When done well, however, I find The Tempest to be among the most wonderful of Shakespeare's plays. It contains a wistfulness that makes you think he was truly beginning to see the end of his road and wanted to resolve a whole lot of themes. Yesterday's matinee at the Shakespeare Theatre Company in D.C., which we attended, was done very well. Patrick Page, the Prospero, had a strong, deep voice that exuded the authority Prospero must exercise. Sara Topham moved across the proscenium on harness as a more playful Ariel than usual, adding to the spirited atmosphere as a more feminine Ariel--sometimes I think the part was Shakespeare's venture into creating a unisex role.

Veterans Ted van Griethuysen as Gonzalo and Edward Gero as Alonso were both authoritative, and Rachel Mewbron a delightful Miranda who seemed to use the stage as her climbing wall. Liam Craig and Dave Quay rendered the clowns--Trinculo and Stephano--far more effectively than others I've seen, succeeding in maintaining the delicate balance these fairly large but challenging roles demand.

There was a large ensemble of players who were ostensibly islanders--I found some of their processioning somewhat superfluous but not at all diminishing to the play. Clifton Duncan did as much as can be done with the role that makes The Tempest a "problem play" of the Merchant of Venice or Taming of the Shrew variety. His role as a supposedly undeserving native who is oppressed into servitude by the otherwise beneficent Prospero who forgives all the nobles who deprived the latter of his dukedom and presumably does the same for Caliban--although he never actually says so.

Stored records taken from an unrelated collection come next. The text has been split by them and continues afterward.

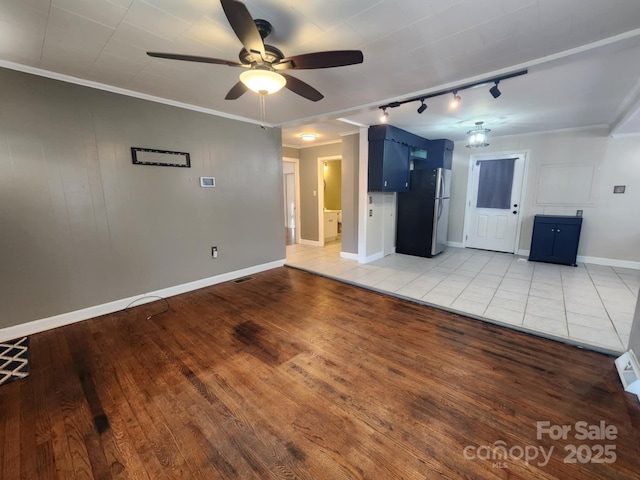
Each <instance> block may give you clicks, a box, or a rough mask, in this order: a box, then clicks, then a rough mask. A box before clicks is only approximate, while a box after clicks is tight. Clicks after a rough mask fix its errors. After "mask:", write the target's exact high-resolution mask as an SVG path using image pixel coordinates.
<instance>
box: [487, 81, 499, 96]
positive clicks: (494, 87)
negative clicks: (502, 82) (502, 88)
mask: <svg viewBox="0 0 640 480" xmlns="http://www.w3.org/2000/svg"><path fill="white" fill-rule="evenodd" d="M495 83H496V84H495V85H494V86H493V87H491V88H490V89H489V93H490V94H491V96H492V97H493V98H498V97H499V96H500V95H502V92H501V91H500V89H499V88H498V83H500V82H499V81H498V80H496V82H495Z"/></svg>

Caliban of course is given that great line: "You taught me language; and my profit on't/ Is, I know how to curse./ The red plague rid you/ For learning me your language!" So once again Shakespeare puts in just enough to make one feel that he has not imagined Caliban as nothing but a stereotyped "native" (i.e., black) villain.

But the overall spirit of forgiveness that Prospero applies to all the characters--deserving and mostly undeserving, while slowly encouraging the instant lovers, Ferdinand and Miranda, does envelop the play and convey that glimpse of what the playwright was feeling as he finished one of his last plays. "O brave new world" indeed and yes, it was a superb few hours in the theater before "Our revels now have ended".